The fully qualified type names used are:
HTTPTypes.HTTPRequest
HTTPTypes.HTTPResponse
OpenAPIRuntime.HTTPBody
Client middleware
The existing ClientMiddleware
protocol:
public protocol ClientMiddleware: Sendable {
func intercept(
_ request: Request,
baseURL: URL,
operationID: String,
next: @Sendable (Request, URL) async throws -> Response
) async throws -> Response
}
The proposed ClientMiddleware
protocol:
public protocol ClientMiddleware {
func intercept(
_ request: HTTPRequest, // <<< changed
body: HTTPBody?, // <<< added
baseURL: URL,
operationID: String,
next: @Sendable (HTTPRequest, HTTPBody?, URL) async throws -> (HTTPResponse, HTTPBody?) // <<< changed
) async throws -> (HTTPResponse, HTTPBody?) // <<< changed
}
The changes are of the same nature as those to the client transport.
Server transport
The existing ServerTransport
protocol:
public protocol ServerTransport {
func register(
_ handler: @Sendable @escaping (Request, ServerRequestMetadata) async throws -> Response,
method: HTTPMethod,
path: [RouterPathComponent],
queryItemNames: Set<String>
) throws
}
The proposed ServerTransport
protocol:
public protocol ServerTransport {
func register(
_ handler: @Sendable @escaping (HTTPRequest, HTTPBody?, ServerRequestMetadata) async throws -> (HTTPResponse, HTTPBody?), // <<< changed
method: HTTPRequest.Method, // <<< changed
path: String // <<< changed
) throws
}
Notable changes:
The
OpenAPIRuntime.ServerRequestMetadata
type removes itsqueryParameters
property, as it’s not needed as of version 0.2.0, where the query string is decoded directly, instead of receiving the key-value pairs from the transport. We held off the breaking change until 0.3.0, as 0.2.0 did not make breaking changes to the transport and middleware protocols.The
path
parameter is now a string instead of an array of parsed components. The string is the templated URI, for example/pets/{petId}
. This change was made to support #199 path components that are parameters but also have a constant component, and it is up to the server transport implementation to parse the string and pull parameter names from it.Just like client transport, the request and response bodies are passed separately from the request and response metadata types.

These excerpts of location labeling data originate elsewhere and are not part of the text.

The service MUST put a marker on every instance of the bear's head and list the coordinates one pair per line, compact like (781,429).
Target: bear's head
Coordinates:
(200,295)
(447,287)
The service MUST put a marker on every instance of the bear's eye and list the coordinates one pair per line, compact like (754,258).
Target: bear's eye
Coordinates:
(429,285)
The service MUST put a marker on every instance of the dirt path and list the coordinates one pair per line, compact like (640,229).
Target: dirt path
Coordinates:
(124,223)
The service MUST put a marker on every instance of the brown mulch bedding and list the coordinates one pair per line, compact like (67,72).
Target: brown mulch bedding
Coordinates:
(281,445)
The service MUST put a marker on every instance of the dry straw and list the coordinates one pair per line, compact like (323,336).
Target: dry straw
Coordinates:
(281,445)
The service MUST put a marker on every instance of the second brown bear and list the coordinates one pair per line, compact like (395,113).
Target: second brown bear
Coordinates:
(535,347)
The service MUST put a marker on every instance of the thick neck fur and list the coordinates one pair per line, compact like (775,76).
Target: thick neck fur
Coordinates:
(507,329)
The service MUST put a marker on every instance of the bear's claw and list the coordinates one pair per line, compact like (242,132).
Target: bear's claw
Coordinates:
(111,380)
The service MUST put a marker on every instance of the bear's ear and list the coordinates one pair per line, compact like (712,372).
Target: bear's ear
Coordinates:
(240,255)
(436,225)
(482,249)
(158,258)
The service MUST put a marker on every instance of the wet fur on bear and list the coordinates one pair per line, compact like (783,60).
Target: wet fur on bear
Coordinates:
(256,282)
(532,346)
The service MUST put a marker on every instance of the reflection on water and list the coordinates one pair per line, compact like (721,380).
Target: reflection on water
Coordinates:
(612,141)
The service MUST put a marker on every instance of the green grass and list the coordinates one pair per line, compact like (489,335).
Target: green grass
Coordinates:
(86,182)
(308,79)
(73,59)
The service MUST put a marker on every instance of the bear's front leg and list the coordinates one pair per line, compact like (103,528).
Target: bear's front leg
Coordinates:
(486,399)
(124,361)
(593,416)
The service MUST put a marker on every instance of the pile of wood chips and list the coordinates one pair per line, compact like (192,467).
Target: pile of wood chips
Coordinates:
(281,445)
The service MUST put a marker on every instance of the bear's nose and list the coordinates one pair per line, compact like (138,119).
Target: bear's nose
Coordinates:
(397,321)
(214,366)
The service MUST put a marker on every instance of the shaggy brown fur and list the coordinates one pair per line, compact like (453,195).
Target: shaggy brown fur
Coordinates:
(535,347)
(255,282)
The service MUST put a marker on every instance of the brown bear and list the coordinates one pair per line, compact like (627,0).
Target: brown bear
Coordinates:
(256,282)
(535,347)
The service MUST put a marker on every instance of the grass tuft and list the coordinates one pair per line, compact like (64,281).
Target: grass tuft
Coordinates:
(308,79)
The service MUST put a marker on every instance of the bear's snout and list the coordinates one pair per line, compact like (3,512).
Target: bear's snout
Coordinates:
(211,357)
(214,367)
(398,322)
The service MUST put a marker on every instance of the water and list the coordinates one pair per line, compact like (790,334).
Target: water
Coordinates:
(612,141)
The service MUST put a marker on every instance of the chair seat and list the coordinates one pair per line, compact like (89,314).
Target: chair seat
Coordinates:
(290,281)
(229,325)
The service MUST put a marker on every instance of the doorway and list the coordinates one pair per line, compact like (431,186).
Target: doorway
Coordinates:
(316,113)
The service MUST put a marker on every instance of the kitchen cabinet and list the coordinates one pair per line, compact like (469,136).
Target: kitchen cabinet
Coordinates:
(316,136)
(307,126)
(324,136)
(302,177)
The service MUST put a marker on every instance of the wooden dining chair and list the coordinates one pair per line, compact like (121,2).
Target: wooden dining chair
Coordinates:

The fully qualified type names used are:
HTTPTypes.HTTPRequest
HTTPTypes.HTTPResponse
OpenAPIRuntime.HTTPBody
Server middleware
The existing ServerMiddleware
protocol:
public protocol ServerMiddleware: Sendable {
func intercept(
_ request: Request,
metadata: ServerRequestMetadata,
operationID: String,
next: @Sendable (Request, ServerRequestMetadata) async throws -> Response
) async throws -> Response
}
The proposed ServerMiddleware
protocol:
public protocol ServerMiddleware {
func intercept(
_ request: HTTPRequest, // <<< changed
body: HTTPBody?, // <<< added
metadata: ServerRequestMetadata,
operationID: String,
next: @Sendable (HTTPRequest, HTTPBody?, ServerRequestMetadata) async throws -> (HTTPResponse, HTTPBody?) // <<< changed
) async throws -> (HTTPResponse, HTTPBody?) // <<< changed
}
The changes are of the same nature as those to client transport, client middleware, and server transport.
API stability
The users of concrete transport and middleware implementations will not have to make any changes, only the implementors of transports and middlewares will need to adapt their packages to work with the new currency types.
Future directions
Nothing beyond the same point about the async writer pattern from SOAR-0004.
Alternatives considered
Not adopting the package
An alternative here is to do nothing and not adopt the new package, however since the common HTTP types work so similarly to the types we had to maintain, it was never seriously considered not to take advantage of the common types. While the package is new right now, we expect wider adoption throughout the ecosystem in the coming years, at which point having our own currency types for HTTP requests and responses might be the exception rather than the rule.